Although there is the risk that negative reactions to vaccines could be found compensable when a mandatory vaccine policy is in place, the likelihood of a severe reaction is low.  On the other hand, if an employer does not implement a mandatory vaccine policy, they may inevitably expose themselves to greater liability given both the increased ability for COVID to spread at their workplace and the perception that if an employee has contracted COVID, it may have occurred at the workplace, especially an unsafe workplace. That exposure includes not only COVID workers’ compensation claims, but also third-party tort liability exposure to non-employees who claim to have contracted the disease from infected workers.  By way of example, see the Matilde Ek v.

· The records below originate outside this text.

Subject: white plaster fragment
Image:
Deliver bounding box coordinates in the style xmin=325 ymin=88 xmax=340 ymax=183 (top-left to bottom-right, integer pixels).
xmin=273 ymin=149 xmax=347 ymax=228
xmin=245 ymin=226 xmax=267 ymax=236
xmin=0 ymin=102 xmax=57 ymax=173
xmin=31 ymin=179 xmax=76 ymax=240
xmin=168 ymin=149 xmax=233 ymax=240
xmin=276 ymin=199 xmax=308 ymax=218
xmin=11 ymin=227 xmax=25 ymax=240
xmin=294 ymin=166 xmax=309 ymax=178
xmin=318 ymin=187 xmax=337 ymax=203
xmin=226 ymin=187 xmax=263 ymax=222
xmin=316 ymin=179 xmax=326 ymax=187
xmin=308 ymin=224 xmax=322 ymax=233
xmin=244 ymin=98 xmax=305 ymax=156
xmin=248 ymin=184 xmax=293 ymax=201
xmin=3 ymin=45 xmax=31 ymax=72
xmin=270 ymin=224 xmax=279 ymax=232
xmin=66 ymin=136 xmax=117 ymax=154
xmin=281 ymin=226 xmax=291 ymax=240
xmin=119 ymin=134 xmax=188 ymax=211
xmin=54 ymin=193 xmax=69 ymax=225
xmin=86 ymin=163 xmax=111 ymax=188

See’s Candies Inc.

The likelihood of injury resulting from adverse reactions appears to be significantly lower than the likelihood that unvaccinated employees will at some point contract or transmit COVID.  For example, Nature asked more than 100 immunologists, infectious-disease researchers and virologists working on the coronavirus whether it could be eradicated.  Almost 90% of respondents think that the coronavirus will become endemic — meaning that it will continue to circulate in pockets of the global population for years to come.  https://www.nature.com/articles/d41586-021-00396-2.

Given the likelihood of COVID’s indefinite existence, weighed against the measured level of safety related to the vaccines, it appears that a mandatory vaccine policy would be the best approach for an employer hoping to mitigate costs and exposures relating to COVID.

In summary, there is a risk that negative reactions to vaccines could be found compensable when there is a mandate (or incentive) policy in place. But there are defenses available to those claims, they are not presumed compensable for anyone, and such a mandate likely reduces an employer’s exposure to future COVID workers’ comp and tort liability claims.